I’m four days into a break from work. My stress levels have been quite high and I’m looking forward to unwinding a bit by being productive. I’ve an egg stand to build, a garden to help sort, and a kitchen that needs a deep clean and reorganisation. Staying busy is key as I can’t tolerate having too much time to think at the moment. While I’ve mostly learned to live with the din of uncertainty, recent political events have put me back into fight or flight mode. It’s not a sustainable way to live.

I’ve decided that ignorance is the best way forward. It has taken a few hard lessons to knock me into this position, but I do feel I can step away from being informed now, because if the last three years have taught me anything, it’s that too much information is worrying and in no way beneficial.

As of today, I am no closer to knowing the outcome of the EU vote than I was on June 24, 2016. Sure, a lot has happened, but looking back, none of it mattered. We are no further forward than we were, yet I have borrowed enough worry to last me a lifetime. New prime ministers, general elections, deals with NI troglodytes, votes in the Commons, votes in the Lords, cabinet resignations, leadership contests, inaction from the opposition – none of this made one bit of difference, but I agonised over all of it. Looking back, I’ve no idea what I was thinking. What a waste of time and energy, though.

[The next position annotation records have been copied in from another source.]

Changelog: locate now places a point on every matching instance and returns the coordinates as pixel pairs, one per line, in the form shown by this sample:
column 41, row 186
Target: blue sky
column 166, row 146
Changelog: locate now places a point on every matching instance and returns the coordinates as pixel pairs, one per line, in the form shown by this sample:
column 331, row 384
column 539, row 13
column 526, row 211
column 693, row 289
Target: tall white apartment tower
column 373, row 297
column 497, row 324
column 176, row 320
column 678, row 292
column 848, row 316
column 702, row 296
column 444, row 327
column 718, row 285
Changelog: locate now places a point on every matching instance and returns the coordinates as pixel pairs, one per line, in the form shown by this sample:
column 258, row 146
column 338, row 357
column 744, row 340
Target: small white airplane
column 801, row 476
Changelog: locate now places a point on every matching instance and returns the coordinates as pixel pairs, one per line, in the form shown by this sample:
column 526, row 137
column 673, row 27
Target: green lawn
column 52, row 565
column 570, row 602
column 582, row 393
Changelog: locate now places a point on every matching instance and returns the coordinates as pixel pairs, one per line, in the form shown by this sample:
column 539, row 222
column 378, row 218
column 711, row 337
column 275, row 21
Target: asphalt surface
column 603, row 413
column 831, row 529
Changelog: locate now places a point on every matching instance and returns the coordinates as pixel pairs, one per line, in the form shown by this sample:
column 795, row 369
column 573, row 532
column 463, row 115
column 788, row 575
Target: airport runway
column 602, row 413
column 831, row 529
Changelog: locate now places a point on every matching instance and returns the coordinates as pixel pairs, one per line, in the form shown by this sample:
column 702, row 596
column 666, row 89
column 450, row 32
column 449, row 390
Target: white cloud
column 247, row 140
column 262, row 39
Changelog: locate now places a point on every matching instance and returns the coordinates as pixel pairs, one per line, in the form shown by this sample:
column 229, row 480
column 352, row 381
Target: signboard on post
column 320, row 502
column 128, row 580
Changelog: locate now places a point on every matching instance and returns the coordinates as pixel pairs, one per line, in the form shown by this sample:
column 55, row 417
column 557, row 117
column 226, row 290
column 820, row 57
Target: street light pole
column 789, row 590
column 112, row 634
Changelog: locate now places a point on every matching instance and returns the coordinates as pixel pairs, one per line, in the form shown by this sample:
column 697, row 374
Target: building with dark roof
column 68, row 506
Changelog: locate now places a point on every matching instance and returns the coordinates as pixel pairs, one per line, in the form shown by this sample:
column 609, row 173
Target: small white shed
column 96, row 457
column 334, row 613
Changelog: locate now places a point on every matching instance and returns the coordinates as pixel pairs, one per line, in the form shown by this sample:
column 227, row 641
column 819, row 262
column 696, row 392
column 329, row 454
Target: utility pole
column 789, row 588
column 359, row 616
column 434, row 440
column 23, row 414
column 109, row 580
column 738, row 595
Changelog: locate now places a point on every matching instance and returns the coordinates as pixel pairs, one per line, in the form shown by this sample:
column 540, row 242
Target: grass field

It’s time to cocoon myself in my own world now. No more searching the news for any glimmer of hope because the hope now has to come from within. I’ve spent the last 18 months working on reducing the impact of Brexit on my business and my life, and I’m in a much better position to protect myself and my family from catastrophic fallout, and I’ll do more between now and October.

I hope I’m not judged harshly for becoming a bit selfish about it all, because I really did give it the college try. I fought for as long as I could, did my best to warn people about the dire consequences, and worked with others who were trying to do the same. But it’s time to put my energy into more positive endeavours. Stopping Brexit can’t be my priority any longer. Getting Scotland out of this toxic union is the only way forward, and that’s where my finite energy will go.

Posted by:elizabeth

Full-time entrepreneur, part-time ukulele plinker, occasional photographer, skin care fanatic, slightly over-sized clothes horse, moderately-successful gardener, unapologetic crazy cat lady, creative soapmaker, happy hen keeper, and enthusiastic birdwatcher. I bake nice cakes, but can’t find a hat to fit.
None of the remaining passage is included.